US Storm Data Brian Baquiran October 24, 2014 Synopsis Storms and other severe weather events can cause both public health and economic problems for communities and municipalities. Many severe events can result in fatalities, injuries, and property damage, and preventing such outcomes to the extent possible is a key concern.
This project involves exploring the U.S. National Oceanic and Atmospheric Administration’s (NOAA) storm database. This database tracks characteristics of major storms and weather events in the United States, including when and where they occur, as well as estimates of any fatalities, injuries, and property damage.
The objective of the project is to identify the types of storms or weather events that are the most harmful with respect to population health, and that have the greatest economic consequences.
Data Processing Obtaining and Loading Source Data Raw data is obtained from the National Weather Service. The events in the database start in the year 1950 and end in November 2011. In the earlier years of the database there are generally fewer events recorded, most likely due to a lack of good records. More recent years should be considered more complete.
if(!file.exists("repdata-data-StormData.csv")) {
if(!file.exists("repdata-data-StormData.csv.bz2")) {
download.file("https://d396qusza40orc.cloudfront.net/repdata%2Fdata%2FStormData.csv.bz2",
"repdata-data-StormData.csv.bz2",
method = "auto")
}
library(R.utils)
bunzip2("repdata-data-StormData.csv.bz2")
}
The storm data is loaded into a data frame for analysis.
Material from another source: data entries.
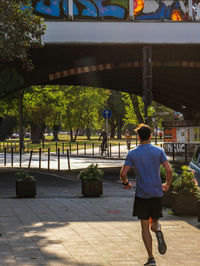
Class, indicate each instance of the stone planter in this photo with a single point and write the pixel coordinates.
(92, 187)
(184, 203)
(25, 189)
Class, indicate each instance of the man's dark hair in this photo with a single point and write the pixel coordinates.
(143, 131)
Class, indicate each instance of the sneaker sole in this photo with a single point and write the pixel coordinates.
(162, 247)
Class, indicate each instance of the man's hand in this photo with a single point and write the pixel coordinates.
(165, 187)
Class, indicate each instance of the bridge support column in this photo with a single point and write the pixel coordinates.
(131, 10)
(147, 79)
(190, 13)
(70, 10)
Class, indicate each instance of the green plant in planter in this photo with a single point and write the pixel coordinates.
(92, 182)
(185, 190)
(25, 184)
(91, 172)
(163, 175)
(167, 195)
(186, 182)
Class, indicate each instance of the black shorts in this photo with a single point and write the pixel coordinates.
(146, 208)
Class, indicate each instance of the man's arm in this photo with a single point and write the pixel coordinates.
(168, 170)
(123, 176)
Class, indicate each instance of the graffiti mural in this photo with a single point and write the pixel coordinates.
(113, 9)
(176, 10)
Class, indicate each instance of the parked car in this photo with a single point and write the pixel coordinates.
(14, 136)
(195, 164)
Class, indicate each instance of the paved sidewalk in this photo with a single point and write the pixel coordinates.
(60, 227)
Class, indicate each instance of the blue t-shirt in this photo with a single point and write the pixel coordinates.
(146, 160)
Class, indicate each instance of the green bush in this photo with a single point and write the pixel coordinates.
(91, 172)
(186, 182)
(163, 175)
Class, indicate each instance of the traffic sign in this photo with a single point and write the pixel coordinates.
(107, 113)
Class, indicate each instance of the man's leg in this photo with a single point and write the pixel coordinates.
(146, 236)
(155, 225)
(156, 228)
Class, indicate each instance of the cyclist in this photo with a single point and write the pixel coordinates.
(104, 140)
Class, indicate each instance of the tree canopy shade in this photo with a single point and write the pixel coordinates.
(20, 30)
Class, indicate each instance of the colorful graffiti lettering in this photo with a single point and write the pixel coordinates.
(82, 8)
(162, 10)
(113, 9)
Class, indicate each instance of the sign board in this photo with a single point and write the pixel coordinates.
(107, 113)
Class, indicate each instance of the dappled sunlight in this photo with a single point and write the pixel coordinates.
(176, 15)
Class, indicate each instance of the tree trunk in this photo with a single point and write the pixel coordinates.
(113, 126)
(21, 130)
(135, 102)
(35, 133)
(55, 132)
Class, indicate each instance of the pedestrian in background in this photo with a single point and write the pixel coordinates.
(128, 137)
(146, 160)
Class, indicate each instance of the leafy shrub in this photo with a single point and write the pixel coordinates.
(24, 176)
(163, 175)
(186, 182)
(91, 172)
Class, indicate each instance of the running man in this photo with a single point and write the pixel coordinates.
(146, 160)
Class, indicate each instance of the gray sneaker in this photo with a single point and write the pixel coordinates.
(150, 262)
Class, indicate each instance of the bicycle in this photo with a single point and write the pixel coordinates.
(103, 149)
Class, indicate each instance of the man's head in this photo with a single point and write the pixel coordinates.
(143, 131)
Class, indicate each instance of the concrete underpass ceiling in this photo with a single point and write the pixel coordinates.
(176, 78)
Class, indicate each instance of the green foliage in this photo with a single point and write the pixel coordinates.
(7, 127)
(24, 176)
(163, 175)
(185, 182)
(20, 30)
(91, 172)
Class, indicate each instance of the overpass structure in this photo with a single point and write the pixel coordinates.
(99, 43)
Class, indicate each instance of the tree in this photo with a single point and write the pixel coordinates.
(82, 108)
(20, 30)
(42, 106)
(117, 107)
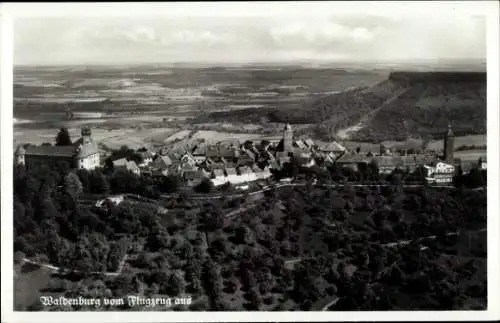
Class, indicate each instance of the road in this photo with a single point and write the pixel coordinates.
(389, 245)
(94, 199)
wd <- read.csv("repdata-data-StormData.csv")
Cleaning EVTYPE The EVTYPE column, upon inspection, is inconsistently capitalized and entries may have leading or trailing whitespace. A quick cleaning is possible with str_trim() and toupper().
At the same time, a YEAR column (based on the beginning of the event) is added for convenience.
library(plyr)
library(stringr)
wd_cleaned <- mutate(wd,EVTYPE=toupper(str_trim(EVTYPE)), YEAR=format(strptime(BGN_DATE,format="%m/%d/%Y %T"),format="%Y"))
Results Human casualties To determine which types of events cause the greatest number of casualties, the events are grouped by event type and the total number of fatalities and injuries are tallied.
library(plyr)
evtype_total_casualties <- ddply(wd_cleaned,.(EVTYPE),
summarize,
totalFatalities=sum(FATALITIES),
totalInjuries=sum(INJURIES),
totalCasualties=sum(FATALITIES+INJURIES))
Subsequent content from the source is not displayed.